[SciPy-User] Big performance hit when using frozen distributions on scipy 0.16.0

Nicolas Chopin nicolas.chopin at ensae.fr
Fri Oct 28 12:53:21 EDT 2016


 Hi list,
I'm working on a package that does some complicate Monte Carlo experiments.
The package passes around frozen distributions quite a lot. Trying to
understand why certain parts were so slow, I did a bit of profiling, and
stumbled upon this:

 > %timeit x = scipy.stats.norm.rvs(size=1000)
> 10000 loops, best of 3: 49.3 µs per loop

> %timeit dist = scipy.stats.norm(); x = dist.rvs(size=1000)
> 1000 loops, best of 3: 512 µs per loop

So a x10 penalty when using a frozen dist, even if the size of the
simulated vector is 1000. This is using scipy 0.16.0 on Ubuntu 16.04. I
cannot replicate this problem on another machine with scipy 0.13.3 and
Ubuntu 14.04 (there is a penalty, but it's much smaller).

In the profiler, I can see that a lot of time is spent doing string
operations (such as expand_tabs) in order to generate the doc. In the
source, I see that this may depend on a certain -00 flag???

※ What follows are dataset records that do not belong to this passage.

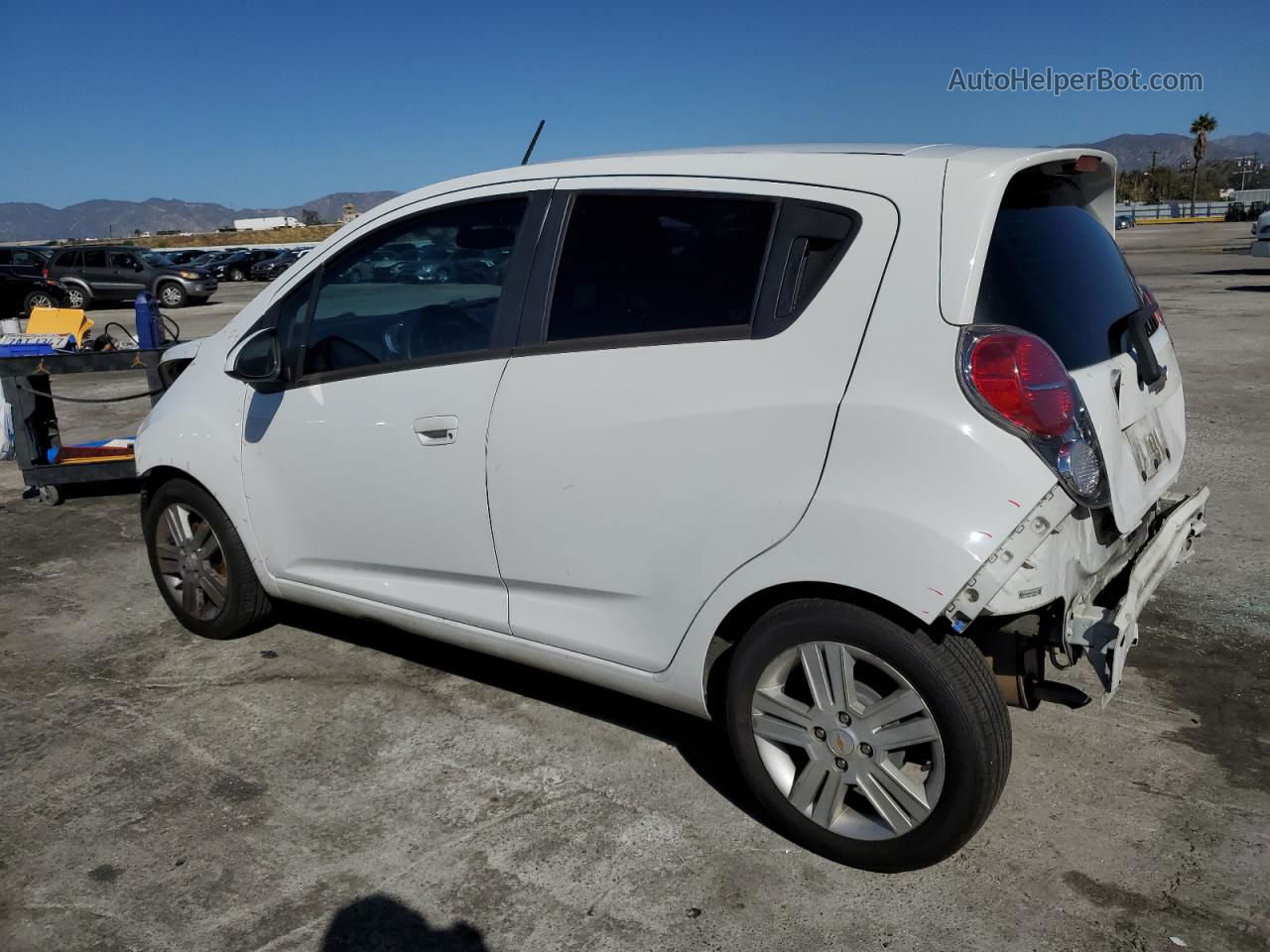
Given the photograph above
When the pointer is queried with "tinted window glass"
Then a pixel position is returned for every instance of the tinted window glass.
(639, 264)
(414, 293)
(1057, 273)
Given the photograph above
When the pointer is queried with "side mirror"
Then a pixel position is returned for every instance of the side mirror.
(259, 361)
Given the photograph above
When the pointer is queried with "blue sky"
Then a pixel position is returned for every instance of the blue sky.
(276, 103)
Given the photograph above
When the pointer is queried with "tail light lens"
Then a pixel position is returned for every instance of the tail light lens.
(1023, 380)
(1019, 382)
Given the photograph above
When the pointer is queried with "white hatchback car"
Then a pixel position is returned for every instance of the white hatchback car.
(789, 435)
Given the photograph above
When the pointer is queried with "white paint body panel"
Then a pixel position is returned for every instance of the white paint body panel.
(916, 490)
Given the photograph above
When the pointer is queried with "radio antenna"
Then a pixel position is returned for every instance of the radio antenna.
(534, 143)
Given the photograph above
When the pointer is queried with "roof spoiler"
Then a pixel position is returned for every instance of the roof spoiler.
(973, 188)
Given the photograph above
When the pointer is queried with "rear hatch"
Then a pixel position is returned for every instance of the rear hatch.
(1053, 270)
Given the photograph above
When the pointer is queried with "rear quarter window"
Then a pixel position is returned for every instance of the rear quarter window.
(1057, 273)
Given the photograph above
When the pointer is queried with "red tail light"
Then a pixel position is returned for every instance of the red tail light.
(1017, 381)
(1023, 380)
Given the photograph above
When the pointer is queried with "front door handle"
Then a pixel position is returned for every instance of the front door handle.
(436, 430)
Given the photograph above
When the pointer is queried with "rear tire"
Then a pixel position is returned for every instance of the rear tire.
(77, 298)
(172, 295)
(199, 563)
(951, 749)
(37, 298)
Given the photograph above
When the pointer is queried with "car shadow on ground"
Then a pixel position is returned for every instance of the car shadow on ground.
(702, 744)
(380, 923)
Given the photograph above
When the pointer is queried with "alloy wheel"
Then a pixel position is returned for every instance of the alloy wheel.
(190, 561)
(848, 740)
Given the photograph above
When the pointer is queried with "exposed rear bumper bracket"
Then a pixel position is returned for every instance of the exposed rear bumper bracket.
(1107, 634)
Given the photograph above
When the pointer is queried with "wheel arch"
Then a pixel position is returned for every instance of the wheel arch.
(743, 615)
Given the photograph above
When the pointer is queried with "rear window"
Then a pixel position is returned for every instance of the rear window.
(658, 263)
(1057, 273)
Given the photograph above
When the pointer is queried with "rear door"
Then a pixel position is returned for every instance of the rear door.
(99, 275)
(1055, 271)
(127, 275)
(685, 347)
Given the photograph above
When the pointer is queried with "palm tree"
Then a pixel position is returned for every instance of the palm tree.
(1203, 125)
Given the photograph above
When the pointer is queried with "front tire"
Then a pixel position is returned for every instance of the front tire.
(866, 742)
(172, 295)
(199, 563)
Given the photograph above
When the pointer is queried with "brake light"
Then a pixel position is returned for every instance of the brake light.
(1023, 380)
(1017, 381)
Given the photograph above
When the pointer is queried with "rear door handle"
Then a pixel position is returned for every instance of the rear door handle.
(436, 430)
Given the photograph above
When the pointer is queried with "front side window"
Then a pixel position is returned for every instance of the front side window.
(658, 263)
(413, 291)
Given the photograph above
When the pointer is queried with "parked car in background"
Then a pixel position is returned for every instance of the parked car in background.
(271, 268)
(208, 258)
(739, 444)
(24, 259)
(440, 266)
(238, 266)
(19, 293)
(117, 273)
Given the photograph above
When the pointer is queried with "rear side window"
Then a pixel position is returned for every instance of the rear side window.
(1057, 273)
(658, 263)
(413, 293)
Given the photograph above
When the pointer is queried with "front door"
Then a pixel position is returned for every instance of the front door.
(366, 475)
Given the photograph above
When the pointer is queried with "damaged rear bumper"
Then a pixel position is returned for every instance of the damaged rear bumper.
(1100, 588)
(1107, 633)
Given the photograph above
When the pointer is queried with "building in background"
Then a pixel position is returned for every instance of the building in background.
(276, 221)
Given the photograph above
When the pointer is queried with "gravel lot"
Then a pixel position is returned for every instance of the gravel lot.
(331, 784)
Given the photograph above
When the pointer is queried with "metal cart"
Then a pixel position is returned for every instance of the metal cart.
(26, 381)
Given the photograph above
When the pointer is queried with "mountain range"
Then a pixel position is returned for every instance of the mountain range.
(103, 217)
(1134, 151)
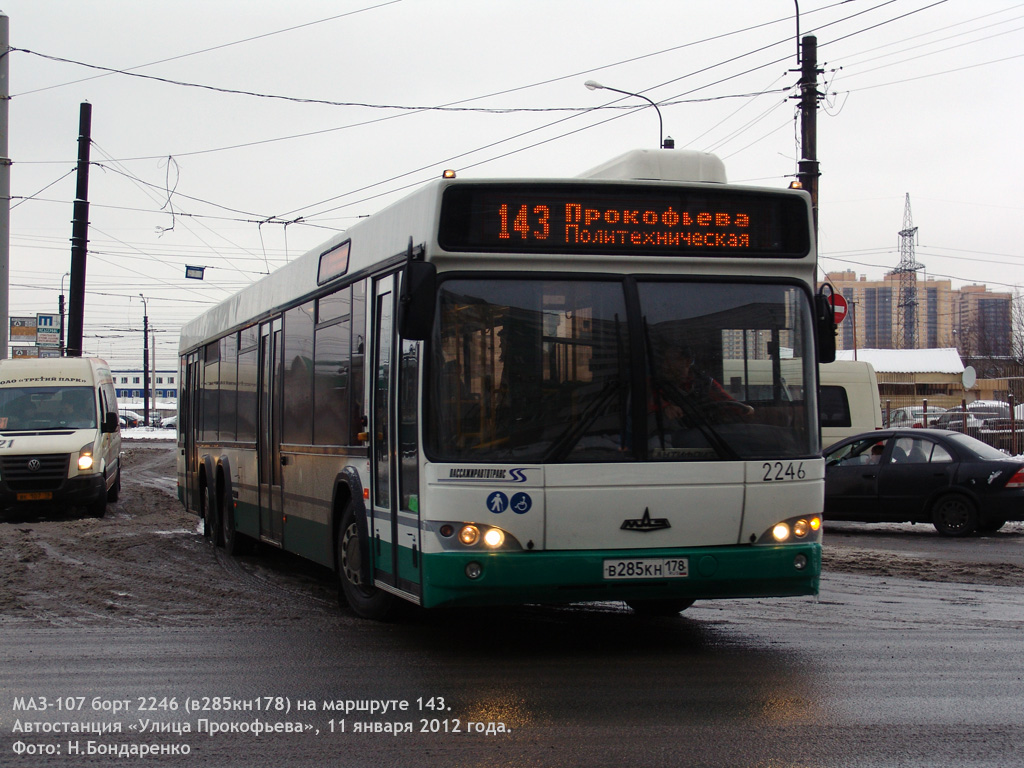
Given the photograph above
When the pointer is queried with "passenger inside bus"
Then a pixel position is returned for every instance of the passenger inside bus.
(681, 386)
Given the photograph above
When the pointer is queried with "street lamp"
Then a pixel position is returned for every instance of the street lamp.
(664, 144)
(60, 306)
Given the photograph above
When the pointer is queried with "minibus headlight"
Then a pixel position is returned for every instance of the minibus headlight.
(469, 535)
(85, 458)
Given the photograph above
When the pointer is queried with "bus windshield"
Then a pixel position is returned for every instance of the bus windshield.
(47, 408)
(559, 371)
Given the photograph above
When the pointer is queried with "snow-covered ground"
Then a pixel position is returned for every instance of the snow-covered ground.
(148, 433)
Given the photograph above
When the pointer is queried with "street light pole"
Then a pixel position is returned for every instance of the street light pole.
(60, 307)
(595, 86)
(145, 361)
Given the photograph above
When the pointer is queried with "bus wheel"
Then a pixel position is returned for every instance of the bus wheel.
(208, 513)
(658, 607)
(954, 515)
(366, 601)
(115, 491)
(235, 543)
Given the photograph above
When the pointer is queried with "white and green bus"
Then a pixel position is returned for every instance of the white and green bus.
(532, 390)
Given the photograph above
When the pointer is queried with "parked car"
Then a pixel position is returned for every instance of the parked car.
(978, 417)
(913, 416)
(131, 419)
(957, 483)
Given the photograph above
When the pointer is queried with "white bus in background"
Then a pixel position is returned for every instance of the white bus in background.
(849, 399)
(59, 438)
(467, 399)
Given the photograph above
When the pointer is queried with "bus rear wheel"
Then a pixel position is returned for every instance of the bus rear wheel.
(658, 607)
(364, 599)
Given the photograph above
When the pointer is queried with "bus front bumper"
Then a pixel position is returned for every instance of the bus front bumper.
(564, 577)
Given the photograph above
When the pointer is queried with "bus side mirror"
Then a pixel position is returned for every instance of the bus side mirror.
(826, 324)
(416, 305)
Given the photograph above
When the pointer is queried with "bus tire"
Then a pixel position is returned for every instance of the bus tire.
(364, 600)
(208, 509)
(652, 608)
(115, 491)
(235, 543)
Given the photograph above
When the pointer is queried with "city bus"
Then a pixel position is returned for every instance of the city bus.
(507, 391)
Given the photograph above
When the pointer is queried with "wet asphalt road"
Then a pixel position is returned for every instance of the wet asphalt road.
(873, 673)
(878, 671)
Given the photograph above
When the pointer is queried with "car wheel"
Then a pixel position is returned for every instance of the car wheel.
(365, 600)
(991, 525)
(98, 507)
(658, 607)
(954, 515)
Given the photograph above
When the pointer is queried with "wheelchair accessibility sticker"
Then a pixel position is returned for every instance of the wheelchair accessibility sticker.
(520, 503)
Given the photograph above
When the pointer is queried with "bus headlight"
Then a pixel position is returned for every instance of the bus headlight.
(793, 530)
(470, 536)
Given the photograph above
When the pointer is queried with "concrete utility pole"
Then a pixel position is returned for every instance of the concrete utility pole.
(80, 235)
(808, 170)
(4, 187)
(145, 361)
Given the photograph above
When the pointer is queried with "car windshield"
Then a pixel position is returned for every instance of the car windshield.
(47, 408)
(560, 371)
(976, 449)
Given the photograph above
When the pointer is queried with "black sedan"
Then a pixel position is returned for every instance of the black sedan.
(957, 483)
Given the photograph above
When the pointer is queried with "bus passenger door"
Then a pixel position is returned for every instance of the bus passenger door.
(268, 440)
(188, 417)
(394, 522)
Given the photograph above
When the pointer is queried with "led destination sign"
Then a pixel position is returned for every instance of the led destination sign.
(613, 219)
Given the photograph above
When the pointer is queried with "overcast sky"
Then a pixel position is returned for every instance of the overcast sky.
(212, 116)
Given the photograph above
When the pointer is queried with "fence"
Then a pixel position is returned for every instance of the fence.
(998, 422)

I do realise that instantiating a frozen distribution requires some
argument checking and what not, but here it looks too expensive. For my
package, this amounts to hours spent on ... tab extensions?

Anyway, I'd like to ask
(a) is this a known problem? I could not find anything on-line about this.
(b) Is this going to be fixed in some future version of scipy?
(c) is there a way to fix this with *this* version of scipy using this flag
mentioned in the source, and then how?
(c) or should I instead re-define manually my own distributions objects?
(it's really convenient for what I'm trying to do to define distributions
as objects with methods rvs, logpdf, and so on).